A crítica é válida. Mas é também, como tantas vezes acontece, incompleta. A mesma IA que consome energia, pode ser usada para proteger o meio ambiente. Em projetos de reflorestamento, por exemplo, drones com algoritmos de visão computacional monitoram cada árvore plantada, detectam falhas e identificam pragas. Isso evita deslocamentos desnecessários, reduz perdas e economiza tempo, dinheiro e carbono, além de trazerem maior credibilidade aos projetos de conservação e reflorestamento.  

Lembre do Trabant 601, produzido na Alemanha Oriental, famoso por seu ronco, sua fumaça e pela ineficiência do seu motor 2 tempos, que queimava gasolina misturada com óleo. Um carro que fazia o que podia com a tecnologia e os padrões da época, ou a ausência deles. Hoje, veículos elétricos e híbridos movidos a etanol conseguem reduzir até 70% das emissões em relação aos modelos atuais a gasolina, substituindo fontes fósseis por alternativas mais limpas.  

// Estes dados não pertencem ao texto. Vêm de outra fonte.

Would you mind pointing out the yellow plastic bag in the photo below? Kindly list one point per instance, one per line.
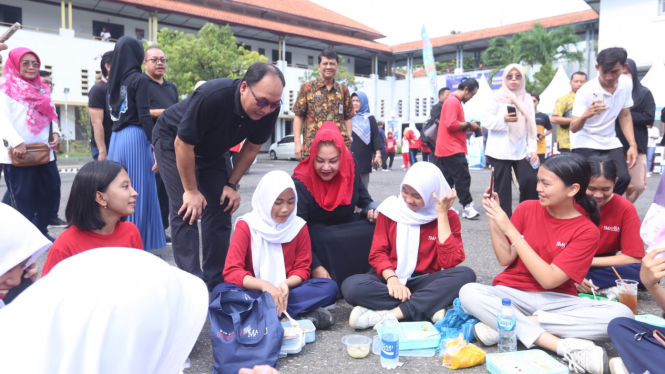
(459, 354)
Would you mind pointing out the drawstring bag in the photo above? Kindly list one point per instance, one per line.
(245, 331)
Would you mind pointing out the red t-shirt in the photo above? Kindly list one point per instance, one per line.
(432, 255)
(619, 228)
(74, 241)
(391, 145)
(297, 255)
(570, 244)
(450, 140)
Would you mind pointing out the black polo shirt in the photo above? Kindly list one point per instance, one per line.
(97, 100)
(212, 119)
(162, 95)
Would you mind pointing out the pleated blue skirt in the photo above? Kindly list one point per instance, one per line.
(131, 148)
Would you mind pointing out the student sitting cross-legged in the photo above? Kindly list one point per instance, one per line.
(619, 231)
(416, 248)
(548, 245)
(271, 252)
(101, 199)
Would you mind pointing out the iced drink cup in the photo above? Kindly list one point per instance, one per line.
(628, 293)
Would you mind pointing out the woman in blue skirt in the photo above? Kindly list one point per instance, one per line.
(129, 104)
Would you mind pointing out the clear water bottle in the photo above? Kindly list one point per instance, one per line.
(507, 321)
(534, 164)
(390, 342)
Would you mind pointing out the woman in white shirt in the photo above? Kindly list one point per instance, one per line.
(511, 141)
(27, 116)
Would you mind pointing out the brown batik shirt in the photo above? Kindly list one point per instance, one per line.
(316, 104)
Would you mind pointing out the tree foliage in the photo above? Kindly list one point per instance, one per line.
(212, 53)
(536, 46)
(343, 76)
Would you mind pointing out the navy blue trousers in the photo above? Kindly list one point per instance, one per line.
(309, 295)
(605, 277)
(638, 356)
(31, 191)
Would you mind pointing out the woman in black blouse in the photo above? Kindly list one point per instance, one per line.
(329, 189)
(129, 105)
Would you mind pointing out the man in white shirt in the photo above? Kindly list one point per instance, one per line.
(654, 134)
(597, 105)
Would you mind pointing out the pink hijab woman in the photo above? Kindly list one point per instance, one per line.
(27, 116)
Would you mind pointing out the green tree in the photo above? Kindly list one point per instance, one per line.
(343, 76)
(212, 53)
(541, 79)
(536, 46)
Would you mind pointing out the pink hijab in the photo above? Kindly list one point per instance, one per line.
(33, 94)
(521, 100)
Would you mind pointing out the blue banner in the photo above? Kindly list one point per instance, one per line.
(430, 67)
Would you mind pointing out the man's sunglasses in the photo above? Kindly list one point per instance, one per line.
(263, 103)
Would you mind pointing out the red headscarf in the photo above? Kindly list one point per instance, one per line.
(32, 94)
(338, 191)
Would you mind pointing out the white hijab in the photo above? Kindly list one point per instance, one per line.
(20, 240)
(425, 178)
(268, 235)
(107, 310)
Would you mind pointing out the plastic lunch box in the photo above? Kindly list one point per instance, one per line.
(416, 335)
(533, 361)
(310, 332)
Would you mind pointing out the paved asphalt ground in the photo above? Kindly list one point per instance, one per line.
(327, 354)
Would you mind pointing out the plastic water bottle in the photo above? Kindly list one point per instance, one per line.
(390, 342)
(534, 164)
(507, 321)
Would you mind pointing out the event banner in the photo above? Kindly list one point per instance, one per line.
(430, 67)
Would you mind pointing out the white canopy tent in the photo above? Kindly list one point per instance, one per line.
(559, 86)
(475, 109)
(654, 80)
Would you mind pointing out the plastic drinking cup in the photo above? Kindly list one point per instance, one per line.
(628, 293)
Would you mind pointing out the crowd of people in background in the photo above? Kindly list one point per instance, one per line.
(317, 235)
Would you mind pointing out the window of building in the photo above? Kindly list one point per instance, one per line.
(10, 14)
(115, 30)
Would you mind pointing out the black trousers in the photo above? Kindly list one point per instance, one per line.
(211, 177)
(31, 191)
(455, 169)
(619, 158)
(163, 200)
(390, 157)
(527, 177)
(429, 293)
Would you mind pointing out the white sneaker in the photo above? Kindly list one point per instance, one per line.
(485, 334)
(469, 212)
(363, 318)
(591, 359)
(439, 315)
(617, 366)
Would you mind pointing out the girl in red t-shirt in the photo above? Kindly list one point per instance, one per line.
(548, 245)
(416, 236)
(271, 252)
(101, 198)
(619, 231)
(391, 148)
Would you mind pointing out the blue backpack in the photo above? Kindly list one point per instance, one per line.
(245, 331)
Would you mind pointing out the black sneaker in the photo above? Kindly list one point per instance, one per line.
(321, 318)
(57, 222)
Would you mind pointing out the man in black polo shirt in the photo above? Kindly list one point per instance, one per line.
(163, 94)
(100, 120)
(190, 141)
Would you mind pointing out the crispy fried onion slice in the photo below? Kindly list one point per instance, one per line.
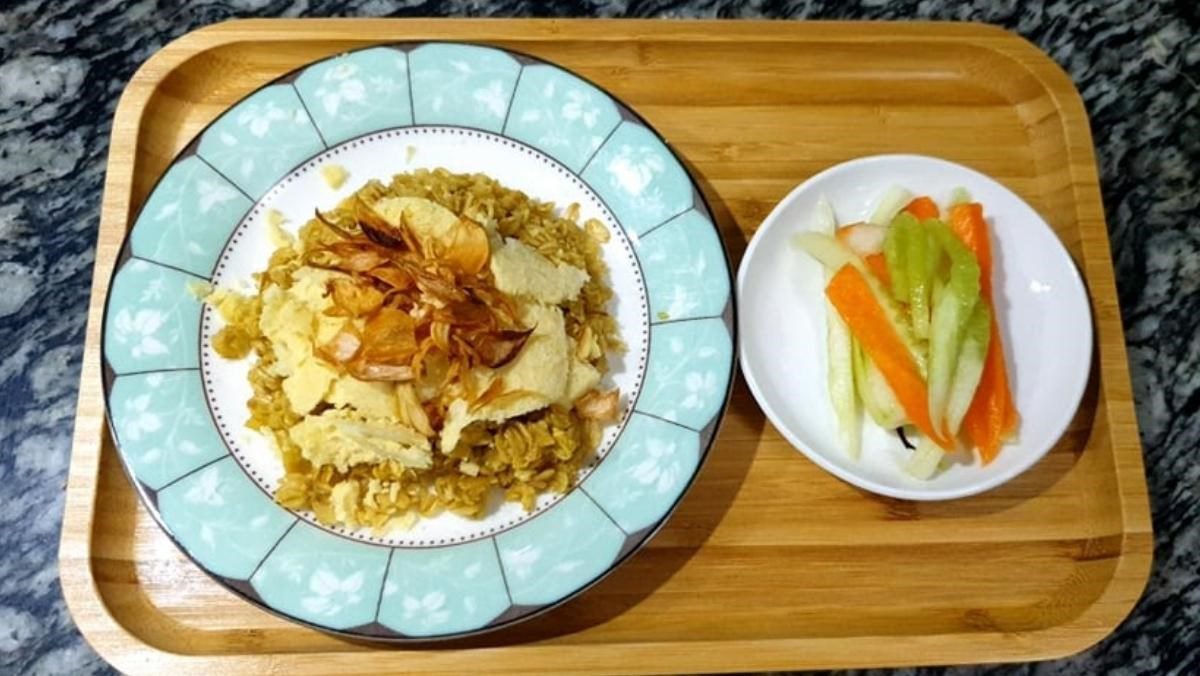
(405, 299)
(595, 405)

Da mesma forma, a tecnologia digital percorre sua própria curva de aprendizado. Ao se popularizar, ganha escala e acumula experiência produtiva, com seus impactos negativos tendendo a diminuir, enquanto os positivos se amplificam. É o que os economistas chamam de economias dinâmicas de escala: quanto mais usamos e refinamos uma tecnologia, mais eficiente ela se torna. E não apenas no custo. Fica mais eficiente na energia que consome, no tempo que economiza, nos recursos que poupa. Isso não transforma a IA em solução mágica, mas indica que seu uso consciente pode acelerar o próprio aperfeiçoamento. Impedir a inovação por medo do impacto seria como barrar os carros elétricos porque os primeiros modelos ainda precisavam de ajustes. 

É justamente aqui que mora a chave. A digitalização acelerada tem algo em comum com todas essas tecnologias: depende de energia elétrica. Mas o impacto climático dessa energia não é fixo, ele varia conforme a matriz usada para produzi-la. Se a eletricidade vem do carvão, o dano é grande. Se vem do sol, do vento ou da água, a história muda de figura. 

Hoje, grandes empresas já disputam certificações como a ISO 50001, voltada à gestão eficiente de energia em processos e operações, e desenvolvem métricas específicas para rastrear a eficiência energética de softwares e data centers. Algumas organizações já trabalham para criar padrões que permitam comparar emissões por linha de código ou por hora de processamento. E a pressão por desempenho climático não é retórica: ela já se traduz em investimentos vultosos em novas infraestruturas. O exemplo mais emblemático são os data centers submersos, que vêm sendo testados para aproveitar o ambiente oceânico como sistema natural de refrigeração, buscando ganhos expressivos de eficiência térmica. 

Essa mudança tem implicações geoeconômicas importantes. A localização dos centros de processamento passa a ser influenciada não só pela conectividade ou segurança jurídica, mas também pela matriz energética do país. Nesse cenário, o Brasil possui uma vantagem estrutural: mais de 80% da eletricidade gerada internamente vem de fontes renováveis. Mas isso, por si só, não garante protagonismo. É preciso transformar essa característica em ativo estratégico, com um arcabouço institucional que viabilize investimentos em infraestrutura digital de baixo carbono, com transparência, rastreabilidade e governança climática. 

A computação limpa não é apenas uma ambição ética ou reputacional. É uma nova fronteira de competitividade, e seu impacto dependerá da intencionalidade com que for desenhada, alimentada e expandida. Nesse ecossistema em construção, também temos um papel. Cada vez que usamos a IA com critério, criatividade e propósito para automatizar o que é operacional e liberar tempo para o que importa de verdade, ajudamos a moldar essa tecnologia como aliada da eficiência, do conhecimento e da sustentabilidade. A escala das transformações começa com a clareza sobre o tipo de futuro que estamos, aos poucos, treinando.